# zhsegment: 

In [2]:
from zhsegment import *
import os
os.chdir("..")

## Run the baseline (only on unigram counts)

In [5]:
Pw = Pdist(data=datafile("data/count_1w.txt"), missingfn=penalize_long_unknown_baseline)


segmenter = Segment(Pw)
output_full = []
with open("data/input/dev.txt") as f: 
    for line in f:
        output = " ".join(segmenter.segment(line.strip()))
        output_full.append(output)


print("\n".join(output_full[:3])) # print out the first three lines of output as a sanity check

中 美 在 沪 签订 高 科技 合作 协议
新华社 上海 八月 三十一日 电 （ 记者 白 国 良 、 夏儒阁 ）
“ 中 美 合作 高 科技 项目 签字 仪式 ” 今天 在 上海 举行 。


## Some details on the baseline

The baseline model has been implemented as in the pseudo-code. For unknown words, we realized that the penalty had to be greater because the minimum unigram probability was very low and not much greater from 1/N. Therefore, we used a penalty of:
(1/N) * 1000000**-(len(key)-1)

This caused some issues in calculating log10 when the unknown word was very long. Whenever this issue was encountered, we simply replace the prbability with 1e-300 i.e: we calculate log10(1e-300)

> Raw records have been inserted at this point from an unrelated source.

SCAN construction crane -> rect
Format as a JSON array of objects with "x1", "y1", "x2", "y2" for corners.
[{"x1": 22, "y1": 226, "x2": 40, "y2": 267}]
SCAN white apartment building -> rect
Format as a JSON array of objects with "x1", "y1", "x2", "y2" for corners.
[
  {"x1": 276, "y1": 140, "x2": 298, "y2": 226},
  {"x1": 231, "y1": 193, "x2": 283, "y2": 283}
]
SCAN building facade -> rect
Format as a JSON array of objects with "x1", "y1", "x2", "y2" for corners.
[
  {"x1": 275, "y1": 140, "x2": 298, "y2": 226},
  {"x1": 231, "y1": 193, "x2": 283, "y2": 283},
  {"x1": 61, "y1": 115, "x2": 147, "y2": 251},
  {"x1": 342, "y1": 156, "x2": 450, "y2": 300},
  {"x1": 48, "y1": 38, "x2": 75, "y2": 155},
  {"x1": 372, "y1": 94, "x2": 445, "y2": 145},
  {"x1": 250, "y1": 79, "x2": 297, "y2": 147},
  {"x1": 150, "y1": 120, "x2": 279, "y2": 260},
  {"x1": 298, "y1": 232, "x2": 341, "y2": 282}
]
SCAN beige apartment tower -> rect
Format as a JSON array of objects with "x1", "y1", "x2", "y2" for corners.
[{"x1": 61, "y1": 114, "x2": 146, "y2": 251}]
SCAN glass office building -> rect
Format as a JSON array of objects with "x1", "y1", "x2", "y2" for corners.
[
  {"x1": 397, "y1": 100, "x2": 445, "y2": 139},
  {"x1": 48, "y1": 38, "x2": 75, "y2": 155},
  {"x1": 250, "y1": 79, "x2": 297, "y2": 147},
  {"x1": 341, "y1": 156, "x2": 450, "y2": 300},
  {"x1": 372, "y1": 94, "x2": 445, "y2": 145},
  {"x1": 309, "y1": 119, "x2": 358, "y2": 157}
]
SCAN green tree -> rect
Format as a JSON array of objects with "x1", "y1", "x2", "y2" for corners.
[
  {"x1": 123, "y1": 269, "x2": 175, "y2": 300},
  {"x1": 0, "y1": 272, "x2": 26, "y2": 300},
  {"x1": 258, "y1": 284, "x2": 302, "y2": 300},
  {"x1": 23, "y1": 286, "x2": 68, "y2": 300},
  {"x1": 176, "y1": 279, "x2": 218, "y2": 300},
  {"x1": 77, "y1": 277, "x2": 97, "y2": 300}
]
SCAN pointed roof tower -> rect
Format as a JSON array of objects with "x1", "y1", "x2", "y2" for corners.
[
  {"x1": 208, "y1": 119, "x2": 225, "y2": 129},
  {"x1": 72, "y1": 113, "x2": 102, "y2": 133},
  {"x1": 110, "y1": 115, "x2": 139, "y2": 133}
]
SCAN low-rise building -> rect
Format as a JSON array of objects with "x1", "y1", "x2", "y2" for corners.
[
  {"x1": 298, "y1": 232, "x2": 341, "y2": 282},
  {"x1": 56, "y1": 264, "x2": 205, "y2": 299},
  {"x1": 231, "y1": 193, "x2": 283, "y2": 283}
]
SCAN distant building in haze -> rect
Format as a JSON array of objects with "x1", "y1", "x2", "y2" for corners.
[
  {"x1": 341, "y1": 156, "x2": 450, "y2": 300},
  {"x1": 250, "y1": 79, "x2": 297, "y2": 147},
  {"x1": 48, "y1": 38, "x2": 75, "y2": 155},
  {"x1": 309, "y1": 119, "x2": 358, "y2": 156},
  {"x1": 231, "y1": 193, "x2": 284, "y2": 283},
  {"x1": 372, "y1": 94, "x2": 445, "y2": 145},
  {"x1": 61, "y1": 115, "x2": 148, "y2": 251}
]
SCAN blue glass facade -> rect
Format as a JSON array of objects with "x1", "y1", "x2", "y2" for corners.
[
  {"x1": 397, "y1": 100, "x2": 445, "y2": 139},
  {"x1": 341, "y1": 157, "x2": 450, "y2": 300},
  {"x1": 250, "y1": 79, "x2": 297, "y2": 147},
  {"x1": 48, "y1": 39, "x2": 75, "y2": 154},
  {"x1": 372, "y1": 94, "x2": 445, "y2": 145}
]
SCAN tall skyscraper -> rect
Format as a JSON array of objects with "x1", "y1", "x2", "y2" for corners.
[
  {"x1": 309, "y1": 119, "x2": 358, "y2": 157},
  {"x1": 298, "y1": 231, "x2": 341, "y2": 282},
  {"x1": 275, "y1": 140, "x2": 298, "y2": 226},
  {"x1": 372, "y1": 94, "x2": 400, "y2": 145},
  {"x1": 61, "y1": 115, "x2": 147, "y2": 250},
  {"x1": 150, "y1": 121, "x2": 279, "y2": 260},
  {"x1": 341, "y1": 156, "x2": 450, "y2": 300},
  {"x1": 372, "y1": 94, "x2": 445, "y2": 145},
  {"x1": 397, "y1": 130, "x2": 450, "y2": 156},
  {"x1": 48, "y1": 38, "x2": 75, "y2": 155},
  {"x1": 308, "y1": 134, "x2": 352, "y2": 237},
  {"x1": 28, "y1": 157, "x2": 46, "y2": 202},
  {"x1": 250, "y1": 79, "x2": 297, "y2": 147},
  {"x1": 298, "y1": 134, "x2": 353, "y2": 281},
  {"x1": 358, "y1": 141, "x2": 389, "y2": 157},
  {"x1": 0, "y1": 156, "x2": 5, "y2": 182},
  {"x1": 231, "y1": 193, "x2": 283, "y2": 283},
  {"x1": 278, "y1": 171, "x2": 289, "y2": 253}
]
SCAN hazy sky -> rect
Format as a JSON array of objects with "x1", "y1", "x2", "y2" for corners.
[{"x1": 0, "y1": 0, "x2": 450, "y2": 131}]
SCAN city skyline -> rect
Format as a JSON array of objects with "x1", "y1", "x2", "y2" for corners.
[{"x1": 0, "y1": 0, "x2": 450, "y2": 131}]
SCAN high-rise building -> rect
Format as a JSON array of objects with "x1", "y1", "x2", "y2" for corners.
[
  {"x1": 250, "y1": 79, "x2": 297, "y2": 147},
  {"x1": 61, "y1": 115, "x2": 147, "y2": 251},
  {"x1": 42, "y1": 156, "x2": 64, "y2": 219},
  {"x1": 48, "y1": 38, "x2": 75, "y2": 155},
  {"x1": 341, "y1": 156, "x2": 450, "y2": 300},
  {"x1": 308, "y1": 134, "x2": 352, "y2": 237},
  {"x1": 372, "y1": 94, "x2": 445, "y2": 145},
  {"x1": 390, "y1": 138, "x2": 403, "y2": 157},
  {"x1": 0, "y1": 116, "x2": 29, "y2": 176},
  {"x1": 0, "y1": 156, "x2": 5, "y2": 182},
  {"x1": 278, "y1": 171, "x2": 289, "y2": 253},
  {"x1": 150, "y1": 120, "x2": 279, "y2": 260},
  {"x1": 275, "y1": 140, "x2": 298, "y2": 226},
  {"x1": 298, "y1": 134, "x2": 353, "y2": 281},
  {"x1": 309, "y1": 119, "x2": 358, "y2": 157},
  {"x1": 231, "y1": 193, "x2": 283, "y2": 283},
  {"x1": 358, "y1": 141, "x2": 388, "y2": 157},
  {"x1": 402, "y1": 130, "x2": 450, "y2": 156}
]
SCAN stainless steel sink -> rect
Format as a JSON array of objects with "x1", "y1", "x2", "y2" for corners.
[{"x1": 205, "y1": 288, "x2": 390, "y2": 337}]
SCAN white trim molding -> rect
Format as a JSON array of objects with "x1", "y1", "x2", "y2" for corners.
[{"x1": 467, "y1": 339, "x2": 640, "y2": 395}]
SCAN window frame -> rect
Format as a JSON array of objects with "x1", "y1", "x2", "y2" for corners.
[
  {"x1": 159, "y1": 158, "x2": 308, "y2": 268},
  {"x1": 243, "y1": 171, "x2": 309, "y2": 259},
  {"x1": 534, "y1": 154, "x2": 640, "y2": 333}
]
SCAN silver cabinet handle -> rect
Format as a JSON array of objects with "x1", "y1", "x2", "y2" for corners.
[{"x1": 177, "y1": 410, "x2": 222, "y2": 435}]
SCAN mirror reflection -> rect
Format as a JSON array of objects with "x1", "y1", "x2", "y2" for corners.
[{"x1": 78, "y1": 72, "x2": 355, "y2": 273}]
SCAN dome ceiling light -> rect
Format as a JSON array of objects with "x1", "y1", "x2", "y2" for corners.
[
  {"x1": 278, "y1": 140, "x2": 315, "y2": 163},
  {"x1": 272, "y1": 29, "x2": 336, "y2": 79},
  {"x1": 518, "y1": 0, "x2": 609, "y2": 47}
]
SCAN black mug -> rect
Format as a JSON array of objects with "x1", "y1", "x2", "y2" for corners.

## Checking output for baseline model

In [6]:
from zhsegment_check import fscore
with open('data/reference/dev.out', 'r') as refh:
    ref_data = [str(x).strip() for x in refh.read().splitlines()]
    tally = fscore(ref_data, output_full)
    print("score: {:.2f}".format(tally), file=sys.stderr)


score: 0.86


## Bigram Model


In [7]:
Pw = Pdist(data=datafile("data/count_1w.txt"), missingfn=penalize_long_unknown) 
P2w = Pdist(data=datafile("data/count_2w.txt"), missingfn=penalize_long_unknown)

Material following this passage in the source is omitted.